Tools remain another challenging area: silos, build vs buy, scale, multi-tenancy, ingest peaks / data store lags. In the area of log management and analytics, these challenges led Slack to drive an Open-Source project called KalDB. Like some other solutions in this segment, KalDB is (Apache) Lucerne based.

Observability Recommendations

The recommendations made during the conference were both implicit and explicit. 

As an example of an implicit recommendation, there was a fascinating presentation by Meta on what they have done internally to automate noise reduction and ticket creation. Meta estimates that automation detects issues 10x earlier than manual methods, for example operations teams looking at dashboards. In addition, a good chunk of Meta alerts can be auto responded to / remediated.

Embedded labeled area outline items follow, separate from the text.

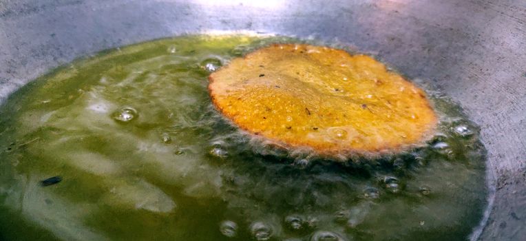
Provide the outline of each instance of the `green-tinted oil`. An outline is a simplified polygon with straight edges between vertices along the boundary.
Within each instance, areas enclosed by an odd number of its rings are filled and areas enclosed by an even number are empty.
[[[440,94],[427,147],[346,163],[266,149],[213,108],[210,72],[294,41],[154,41],[14,93],[0,109],[0,240],[465,240],[485,205],[484,149]]]

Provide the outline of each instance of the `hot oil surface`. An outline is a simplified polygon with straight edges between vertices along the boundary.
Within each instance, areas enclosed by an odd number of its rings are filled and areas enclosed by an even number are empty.
[[[347,163],[288,158],[214,109],[211,72],[291,41],[155,41],[24,87],[0,111],[0,239],[464,240],[485,205],[484,149],[439,93],[428,146]]]

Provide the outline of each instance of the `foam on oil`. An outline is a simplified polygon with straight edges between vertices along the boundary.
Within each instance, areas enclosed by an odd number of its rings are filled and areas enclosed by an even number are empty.
[[[0,109],[0,239],[465,239],[485,204],[484,149],[439,93],[428,145],[343,163],[252,139],[213,107],[210,72],[291,41],[154,41],[14,94]]]

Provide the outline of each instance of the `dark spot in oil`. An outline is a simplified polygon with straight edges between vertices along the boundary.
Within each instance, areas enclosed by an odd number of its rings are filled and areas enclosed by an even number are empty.
[[[40,185],[42,187],[48,187],[51,186],[52,185],[57,184],[62,181],[62,178],[59,176],[56,176],[52,178],[49,178],[48,179],[43,180],[40,182]]]

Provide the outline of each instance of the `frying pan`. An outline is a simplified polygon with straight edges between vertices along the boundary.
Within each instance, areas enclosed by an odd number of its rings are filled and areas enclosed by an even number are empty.
[[[471,238],[525,240],[525,23],[523,0],[3,0],[0,101],[75,58],[186,33],[345,44],[430,83],[481,126],[490,195]]]

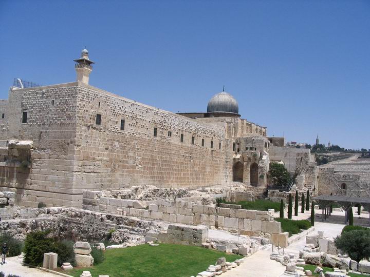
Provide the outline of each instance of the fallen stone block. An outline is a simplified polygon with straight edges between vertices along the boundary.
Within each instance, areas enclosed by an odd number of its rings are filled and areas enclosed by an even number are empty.
[[[76,254],[75,257],[76,258],[76,263],[77,266],[87,267],[89,266],[92,266],[92,265],[94,265],[94,258],[91,255]]]
[[[77,242],[73,246],[73,251],[76,254],[88,255],[91,252],[91,247],[88,242]]]

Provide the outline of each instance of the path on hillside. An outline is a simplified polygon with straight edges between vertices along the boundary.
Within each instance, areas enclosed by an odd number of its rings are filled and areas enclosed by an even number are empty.
[[[0,271],[3,271],[5,276],[13,274],[21,277],[60,277],[59,275],[24,266],[22,264],[22,259],[21,256],[7,258],[6,264],[3,265],[0,264]]]

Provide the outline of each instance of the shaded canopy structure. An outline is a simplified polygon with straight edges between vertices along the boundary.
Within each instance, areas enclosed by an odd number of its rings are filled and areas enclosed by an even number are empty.
[[[337,203],[345,211],[345,222],[346,224],[348,220],[348,212],[352,207],[360,204],[367,211],[370,211],[370,199],[367,197],[353,197],[339,195],[320,195],[312,198],[313,200],[319,204],[319,207],[322,210],[322,221],[324,221],[324,211],[325,216],[326,217],[327,209],[334,203]],[[369,226],[370,226],[370,213],[369,214]]]

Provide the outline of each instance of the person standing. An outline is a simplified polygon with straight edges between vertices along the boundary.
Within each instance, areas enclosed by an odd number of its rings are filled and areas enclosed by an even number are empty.
[[[5,258],[8,253],[8,246],[6,245],[6,243],[4,243],[2,247],[2,265],[5,263]]]

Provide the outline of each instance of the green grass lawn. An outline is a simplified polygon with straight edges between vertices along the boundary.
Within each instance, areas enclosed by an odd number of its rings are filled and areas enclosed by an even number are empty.
[[[275,211],[280,210],[280,202],[274,202],[269,200],[256,200],[255,201],[239,201],[237,203],[222,201],[221,203],[242,205],[242,208],[246,210],[267,211],[274,209]]]
[[[198,273],[206,270],[221,257],[225,257],[227,262],[233,262],[243,256],[195,246],[143,244],[108,249],[105,251],[105,260],[102,263],[91,267],[73,269],[68,271],[68,274],[79,277],[83,270],[88,270],[92,276],[189,277],[196,276]]]
[[[317,267],[317,266],[313,265],[306,265],[304,267],[305,270],[311,270],[311,271],[312,273],[312,277],[318,277],[319,274],[314,274],[313,271],[315,270],[316,267]],[[324,272],[326,272],[326,271],[334,271],[332,268],[330,268],[330,267],[325,267],[325,266],[321,266],[321,268],[324,269]],[[348,273],[348,275],[350,276],[350,277],[364,277],[364,276],[368,276],[367,275],[364,275],[363,274],[358,274],[358,273],[353,273],[351,272],[349,272]]]

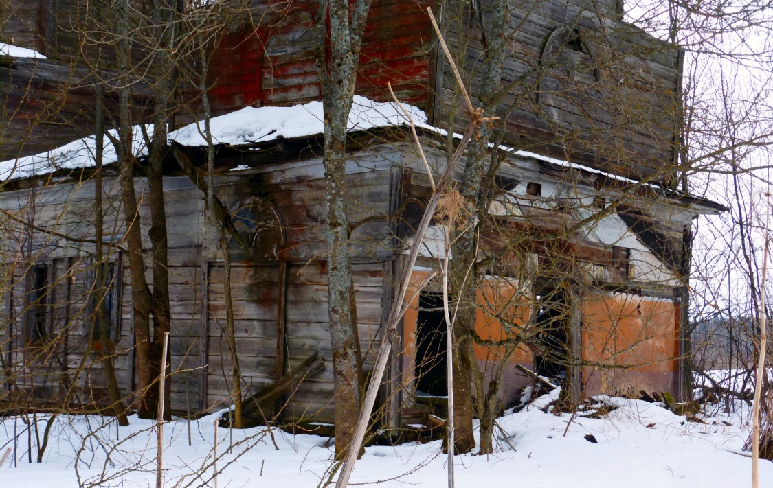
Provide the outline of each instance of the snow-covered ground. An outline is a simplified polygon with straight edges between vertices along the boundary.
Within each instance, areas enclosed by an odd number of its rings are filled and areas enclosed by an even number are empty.
[[[569,415],[557,416],[542,407],[557,393],[537,399],[524,410],[499,419],[498,447],[487,456],[457,456],[458,486],[540,488],[734,488],[750,486],[751,460],[741,451],[749,432],[750,409],[688,422],[656,404],[602,397],[618,407],[601,419],[575,417],[564,435]],[[214,423],[209,415],[190,424],[165,424],[165,486],[214,486],[212,475]],[[0,425],[0,457],[14,446],[14,456],[0,466],[0,486],[36,488],[89,486],[155,486],[155,434],[153,422],[131,419],[116,435],[114,423],[97,417],[64,416],[55,420],[42,464],[28,463],[28,435],[20,419]],[[40,432],[45,422],[40,421]],[[332,446],[327,438],[291,435],[256,428],[217,431],[218,486],[317,486],[326,480]],[[586,437],[592,435],[598,443]],[[110,453],[110,462],[105,463]],[[79,454],[80,453],[80,454]],[[352,483],[380,486],[442,486],[447,458],[440,442],[373,446],[357,462]],[[773,463],[762,460],[760,486],[773,486]],[[100,481],[101,480],[101,481]]]

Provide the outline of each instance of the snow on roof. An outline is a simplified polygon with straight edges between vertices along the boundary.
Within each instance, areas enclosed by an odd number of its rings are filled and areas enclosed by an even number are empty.
[[[427,125],[424,111],[410,105],[404,106],[417,126]],[[374,102],[356,96],[349,116],[349,130],[366,130],[374,127],[407,125],[402,110],[392,103]],[[148,132],[152,126],[147,126]],[[213,117],[209,120],[213,140],[216,144],[245,145],[274,141],[280,137],[301,137],[322,134],[322,102],[310,102],[294,107],[246,107],[230,114]],[[169,134],[169,141],[184,146],[203,146],[203,124],[194,122]],[[115,131],[110,130],[115,137]],[[134,127],[135,155],[147,154],[141,126]],[[78,139],[51,151],[0,162],[0,181],[15,180],[36,175],[48,175],[60,169],[90,168],[94,165],[94,136]],[[109,137],[105,138],[103,164],[117,161],[115,147]]]
[[[146,130],[148,132],[152,131],[153,126],[146,126]],[[111,130],[107,132],[114,137],[117,137],[115,130]],[[135,155],[141,156],[147,154],[141,126],[135,125],[133,127],[133,133],[132,145]],[[44,153],[0,162],[0,181],[48,175],[61,169],[91,168],[94,165],[96,147],[94,136],[90,135]],[[111,164],[117,160],[115,147],[110,137],[105,137],[102,163]]]
[[[404,105],[414,123],[426,125],[423,110]],[[309,102],[295,107],[247,107],[209,121],[213,141],[216,144],[232,146],[251,144],[280,137],[301,137],[322,134],[322,103]],[[374,102],[364,97],[355,96],[349,114],[349,130],[366,130],[373,127],[407,125],[408,120],[393,103]],[[187,125],[169,134],[169,139],[184,146],[203,146],[204,126],[201,122]]]
[[[417,127],[437,132],[441,135],[448,134],[443,129],[429,125],[427,122],[427,115],[423,110],[410,105],[404,104],[403,107],[410,114],[410,117]],[[322,102],[309,102],[293,107],[261,107],[258,108],[248,107],[225,115],[213,117],[209,120],[209,127],[212,131],[213,141],[216,144],[240,146],[268,142],[281,137],[320,135],[324,131],[322,117]],[[364,97],[355,96],[352,104],[352,111],[349,116],[348,127],[350,131],[400,125],[408,125],[408,120],[397,103],[375,102]],[[152,131],[152,125],[146,127],[148,132]],[[116,137],[114,130],[109,132],[113,137]],[[203,133],[203,124],[201,121],[194,122],[171,132],[169,141],[176,141],[184,146],[204,146],[206,145],[206,140]],[[455,134],[454,136],[461,137],[461,134]],[[145,147],[142,131],[139,125],[134,127],[133,141],[135,155],[141,156],[147,154],[147,147]],[[489,146],[494,147],[493,144],[489,144]],[[60,169],[93,167],[94,165],[94,137],[91,135],[45,153],[0,162],[0,181],[47,175]],[[632,185],[642,185],[655,189],[662,189],[654,183],[637,181],[571,161],[543,156],[527,151],[519,151],[508,146],[500,145],[499,148],[514,156],[536,159],[562,168],[587,171]],[[106,137],[103,164],[110,164],[116,161],[117,161],[117,156],[115,148],[110,138]],[[669,194],[680,193],[673,191],[669,191]]]
[[[0,42],[0,56],[8,56],[12,58],[38,58],[39,59],[47,59],[45,56],[40,54],[37,51],[28,49],[25,47],[19,47],[18,46],[5,44],[5,42]]]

Other speakers talked about the need to create structured logs that more easily supported querying and indexing. Still others asserted that tracing is not always needed, and that many of the same outcomes can be achieved using logs and metrics.

There was certainly a sensibility to carbon footprint issues at Monitorama and implied recommendation that measuring this is something that should be on everyone’s mind.

Augtera Networks Approach

The Augtera Networks platform provides monitoring, observability, AIOps, and automation. We realize that not every operations team is in the same place when it comes to preferences for each of those approaches.

We recognize there are many drivers for efficient and scalable execution, so we optimize both our runtime code choices and algorithms to be as efficient as possible, and we believe much more efficient than other vendors.

Log processing is challenging. We do believe our use of real-time natural language processing significantly reduces some of the log analytics issues other approaches have experienced. Specifically, we can analyze log messages, regardless of the order in which information appears through our semantic understanding.

Conclusion

Every year brings new challenges and new solutions. Both application and network architectures have dramatically changed over the last decade, and legacy approaches are struggling to produce good outcomes for operations teams. Monitoring, especially metric monitoring provides visualizations that provide a certain level of understanding. Observability provides further understanding through the monitoring or internals and the ability to ask questions across multiple data sources. However, both monitoring and observability still entail some manual effort with respect to anomaly detection and mitigation/remediation responses. Approaches like multilayer topology aware correlation, machine learning models for detection, and customer-driven policy provide the foundation for automation.

Monitorama 2022 was a great conference and an excellent opportunity to hear from SREs, Vendors, and others on the state of monitoring, observability, and more.